Эта была новость, не отраженная даже в его служебных характеристиках. Неужели он говорит во сне? Сны ему только снились, но там он помалкивал и больше наблюдал. Случались и сны-праздники: карнавальный вечер во львовском Политехническом, где у него во время танца лопнула бечевка в шароварах запорожского казака. Или сны-фантазии: совсем недавно он попал под проливной дождь, в котором каждая капля была мертвой белкой…

– Что же я говорил?

– Ты говорил по-русски, иногда по-украински… Зачем ты притворяешься поляком?

– Ты меня удивляешь, Инге! Ну какой поляк не говорит на этих языках? Мой отец воспитывался в Российской империи.

– Во сне люди говорят на своем языке.

– Ты просто сегодня в плохом настроении.

Он возмутился, оделся и вышел, хлопнув дверью так громко, что посыпалась штукатурка, успев на прощание бросить уж совершенно абсурдное:

– Ты шпионишь за мною! Шпионишь!

На улице, возмущенный и разгоряченный, он попал под ливень (белки, к счастью, не сыпались), пыл его постепенно остывал, на сердце стало горько, он заскочил в гастштетте, выпил рюмку, затем другую, взял целую бутылку, удивив официанта, пить не умел и знал это, однажды во Львове еще студентом после попойки ухватил на улице Коперника толстую тетку, подбросил ее вверх и поймал. Дело закончилось в милиции.

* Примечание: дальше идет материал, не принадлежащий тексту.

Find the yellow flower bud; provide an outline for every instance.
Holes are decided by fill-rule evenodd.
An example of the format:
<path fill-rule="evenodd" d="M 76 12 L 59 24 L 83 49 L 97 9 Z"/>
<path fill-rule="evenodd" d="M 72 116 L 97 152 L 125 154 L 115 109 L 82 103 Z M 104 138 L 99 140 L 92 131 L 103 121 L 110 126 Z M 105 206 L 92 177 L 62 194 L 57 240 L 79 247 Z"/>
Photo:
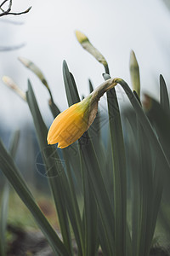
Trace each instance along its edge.
<path fill-rule="evenodd" d="M 60 113 L 48 131 L 48 143 L 64 148 L 79 139 L 94 122 L 99 98 L 116 84 L 113 79 L 104 82 L 82 102 Z"/>
<path fill-rule="evenodd" d="M 88 38 L 81 32 L 76 31 L 76 36 L 81 45 L 88 51 L 99 62 L 107 67 L 107 61 L 102 54 L 90 43 Z"/>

Еле выбрался из гастштетте, качало, как на корабле во время страшного шторма, шарахались прохожие, уступая дорогу, долго ловил такси, прыгая на проезжей части, наконец какой-то добряк водитель смилостивился, и вскоре он предстал перед Инге, растерзанный, с заплаканными глазами.

– Ильза, меня зовут Богдан Сташинский, я вовсе не поляк, я украинец и гражданин СССР.

Хватило ума не рассказать всего.

– Где ты работаешь?

– Я не хочу тебя обманывать, Инге, это государственная тайна, но обязательно расскажу тебе об этом.

– Когда?

– Когда ты станешь моей женою…

Она промолчала, и это придало ему силы.

– Я люблю тебя, я не могу жить без тебя, – лепетал боевик, стоя на коленях и целуя ей ноги.

Она погладила его по голове, это был знак прощения.

Он улыбнулся и в ответ пошевелил ушами, он любил ее, как любит пес свою госпожу.

Тем временем дело Сташинского всерьез исследовалось в кабинете генерала Густова на Лубянке.

Петровский внимательно следил за выражением лица своего шефа, листавшего дело Инге Поль, добытое у немецких друзей.

– Неужели этот дурак хочет жениться?

– Он совсем спятил, я просто не знаю, что с ним делать. Либо отзывать и ставить на нем крест, либо заставить ее порвать с ним, вплоть до угрозы выселения ее из Берлина.

– Но это уже слишком. К тому же нет гарантии успеха, любовь ведь, как известно, зла… Как бы мы не погубили все дело, – сказал Густов, думая о том, что, пожалуй, ему пора начать курить трубку, к черту «Беломор», купить трубку и набивать ее табаком папирос «Герцеговина флор», разламывая папиросину за папиросиной, как покойный Иосиф Виссарионович.